Ne “Il grande match” il calcio c’entra poco
A contorno degli Europei di calcio, Il grande match vuole trasformare un appuntamento sportivo in un evento mediatico. A rimorchio infatti dell’interesse degli italiani per questo sport nazionale, Rai Uno e Rai Sport hanno messo in piedi questa trasmissione come un varietà che, prendendo spunto dal pallone, racconta tutta una serie di storie che poco o tanto hanno a che fare con il calcio.
A contorno degli Europei di calcio, Il grande match vuole trasformare un appuntamento sportivo in un evento mediatico.
A rimorchio infatti dell’interesse degli italiani per questo sport nazionale, Rai Uno e Rai Sport hanno messo in piedi questa trasmissione come un varietà che, prendendo spunto dal pallone, racconta tutta una serie di storie che poco o tanto hanno a che fare con il calcio. L’epica e la retorica sportiva, con il loro linguaggio comprensibile solo ai tifosi di stretta osservanza, si aprono così anche a chi si appassiona di sport solo quando gioca la nazionale. Emblematica è in queste occasioni l’espressione di partecipazione al risultato ottenuto: in caso di sconfitta sono i giocatori ad aver perso, in caso di vittoria siamo tutti noi ad aver vinto.
Flavio Insinna, grande istrione, mostra il calcio come una festa nazional-popolare, come se presentasse i sogni che portano con sé i concorrenti di Affari tuoi. Parla di pallone senza mai mettere in campo gli schemi e le tattiche, dando così risalto soprattutto al risvolto umano di ciò che si va raccontando, non disdegnando neppure qualche pezzo musicale. Lo studio televisivo, chiarissimo rimaneggiamento di quello di Domenica in e in cui si è addirittura recuperata la scrivania de I soliti ignoti, identità nascoste, è riempito di personaggi misti, lasciando ampiamente che il commento tecnico sia sostituito da quello di costume. Ed è per questo che occorre inventarsi una polemica di maniera, un incidente di percorso, una curiosità pur di attirare chi percepisce il gioco della nazionale come uno sceneggiato che ogni volta svela una storia nuova. Se i diretti protagonisti sono per volere del loro mister rinchiusi nel loro ritiro e non concedono nulla alle telecamere, di rimbalzo al centro del campo si pone perciò questo parterre di commentatori che rimpiazzano il posto lasciato inesorabilmente vuoto. Per i puristi del pallone questo programma è una vera e propria eresia, uno scimmiottamento di un’icona che non si dovrebbe nemmeno toccare. Per questo genere di spettatori è meglio di gran lunga scegliere altri canali più professionali.

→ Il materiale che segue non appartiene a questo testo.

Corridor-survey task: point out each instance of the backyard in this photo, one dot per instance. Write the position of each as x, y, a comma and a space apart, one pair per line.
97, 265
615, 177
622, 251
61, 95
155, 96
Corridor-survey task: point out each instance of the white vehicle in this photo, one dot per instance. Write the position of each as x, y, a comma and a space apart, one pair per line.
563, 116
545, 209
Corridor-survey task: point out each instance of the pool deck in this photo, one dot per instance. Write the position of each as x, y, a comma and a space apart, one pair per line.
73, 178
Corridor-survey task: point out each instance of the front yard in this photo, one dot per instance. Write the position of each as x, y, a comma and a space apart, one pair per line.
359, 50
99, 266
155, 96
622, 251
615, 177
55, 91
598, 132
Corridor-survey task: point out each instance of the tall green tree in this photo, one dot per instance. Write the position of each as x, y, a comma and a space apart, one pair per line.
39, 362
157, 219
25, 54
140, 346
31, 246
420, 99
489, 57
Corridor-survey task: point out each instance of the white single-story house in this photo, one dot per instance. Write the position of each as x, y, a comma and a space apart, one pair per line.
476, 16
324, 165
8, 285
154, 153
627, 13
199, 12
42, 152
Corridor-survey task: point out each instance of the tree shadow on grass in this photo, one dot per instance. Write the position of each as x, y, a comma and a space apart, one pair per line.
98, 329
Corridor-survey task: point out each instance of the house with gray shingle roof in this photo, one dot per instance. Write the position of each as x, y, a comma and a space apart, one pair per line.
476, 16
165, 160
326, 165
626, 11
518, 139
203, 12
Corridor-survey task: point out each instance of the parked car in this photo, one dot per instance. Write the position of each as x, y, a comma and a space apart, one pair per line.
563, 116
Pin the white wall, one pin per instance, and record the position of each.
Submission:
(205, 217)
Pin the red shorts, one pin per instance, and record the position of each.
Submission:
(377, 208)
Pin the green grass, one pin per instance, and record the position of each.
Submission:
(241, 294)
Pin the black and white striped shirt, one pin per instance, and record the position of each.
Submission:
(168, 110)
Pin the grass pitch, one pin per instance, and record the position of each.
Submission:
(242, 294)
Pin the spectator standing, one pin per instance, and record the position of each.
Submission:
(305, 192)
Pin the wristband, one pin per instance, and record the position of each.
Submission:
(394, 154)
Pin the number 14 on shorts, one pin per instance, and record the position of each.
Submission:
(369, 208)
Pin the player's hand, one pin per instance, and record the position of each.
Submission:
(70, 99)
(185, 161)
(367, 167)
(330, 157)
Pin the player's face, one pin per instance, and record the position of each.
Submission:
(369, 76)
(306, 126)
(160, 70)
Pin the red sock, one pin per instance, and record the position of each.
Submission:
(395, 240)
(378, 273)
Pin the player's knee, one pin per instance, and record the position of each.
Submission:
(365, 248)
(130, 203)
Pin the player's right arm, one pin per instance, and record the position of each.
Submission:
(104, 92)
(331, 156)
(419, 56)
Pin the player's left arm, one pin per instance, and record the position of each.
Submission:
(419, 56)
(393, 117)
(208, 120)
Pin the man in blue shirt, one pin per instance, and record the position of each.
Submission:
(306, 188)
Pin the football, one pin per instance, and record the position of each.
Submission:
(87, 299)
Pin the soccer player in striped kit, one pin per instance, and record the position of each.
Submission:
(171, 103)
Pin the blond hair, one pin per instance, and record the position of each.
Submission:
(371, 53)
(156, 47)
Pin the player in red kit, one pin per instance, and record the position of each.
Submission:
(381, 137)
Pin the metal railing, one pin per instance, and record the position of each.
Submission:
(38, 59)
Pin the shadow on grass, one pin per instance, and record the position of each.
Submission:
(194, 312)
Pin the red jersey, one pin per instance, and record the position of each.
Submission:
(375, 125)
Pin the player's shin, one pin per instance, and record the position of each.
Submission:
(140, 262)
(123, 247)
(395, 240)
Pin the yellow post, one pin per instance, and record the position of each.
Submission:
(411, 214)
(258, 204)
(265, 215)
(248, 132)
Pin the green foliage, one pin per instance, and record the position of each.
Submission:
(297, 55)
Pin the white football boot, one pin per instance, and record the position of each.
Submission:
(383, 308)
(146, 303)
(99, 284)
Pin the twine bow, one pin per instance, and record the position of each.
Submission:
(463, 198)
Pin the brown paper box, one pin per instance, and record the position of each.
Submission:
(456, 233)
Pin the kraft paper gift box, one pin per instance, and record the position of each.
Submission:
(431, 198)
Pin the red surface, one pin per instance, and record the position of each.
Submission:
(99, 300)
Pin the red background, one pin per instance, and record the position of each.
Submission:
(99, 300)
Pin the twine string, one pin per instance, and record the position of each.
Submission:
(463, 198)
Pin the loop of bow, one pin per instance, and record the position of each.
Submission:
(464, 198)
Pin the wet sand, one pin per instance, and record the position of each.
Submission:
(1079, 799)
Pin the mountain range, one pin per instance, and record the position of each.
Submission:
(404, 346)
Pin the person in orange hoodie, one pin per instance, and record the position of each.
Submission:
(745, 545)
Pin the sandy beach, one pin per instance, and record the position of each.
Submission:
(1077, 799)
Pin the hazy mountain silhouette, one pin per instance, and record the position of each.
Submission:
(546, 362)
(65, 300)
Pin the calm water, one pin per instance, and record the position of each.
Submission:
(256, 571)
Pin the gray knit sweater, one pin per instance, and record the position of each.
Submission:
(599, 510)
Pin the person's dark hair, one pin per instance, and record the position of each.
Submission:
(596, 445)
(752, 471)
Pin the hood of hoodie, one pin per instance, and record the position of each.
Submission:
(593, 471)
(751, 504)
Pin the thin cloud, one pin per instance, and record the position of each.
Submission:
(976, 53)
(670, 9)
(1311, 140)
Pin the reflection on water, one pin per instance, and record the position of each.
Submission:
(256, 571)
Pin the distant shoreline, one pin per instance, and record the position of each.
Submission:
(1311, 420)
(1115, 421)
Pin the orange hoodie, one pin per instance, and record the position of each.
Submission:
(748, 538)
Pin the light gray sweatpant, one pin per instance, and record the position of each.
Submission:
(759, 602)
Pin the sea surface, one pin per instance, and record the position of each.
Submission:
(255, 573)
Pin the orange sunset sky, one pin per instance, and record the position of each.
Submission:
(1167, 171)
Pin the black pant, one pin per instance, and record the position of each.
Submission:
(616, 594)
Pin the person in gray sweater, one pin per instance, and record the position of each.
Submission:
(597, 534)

Con Insinna, invece, l’aria è volutamente casareccia, partigiana e solo così riesce a raggiungere la media del 15% di share. Questo dato rispecchia la voglia di festa e condivisione per cui molti preferiscono vedere la partita insieme come rito collettivo, piuttosto che comodamente seduti, ma soli, sul divano di casa. Il grande match si trasforma così in un gande show dell’Italia calcistica e non solo.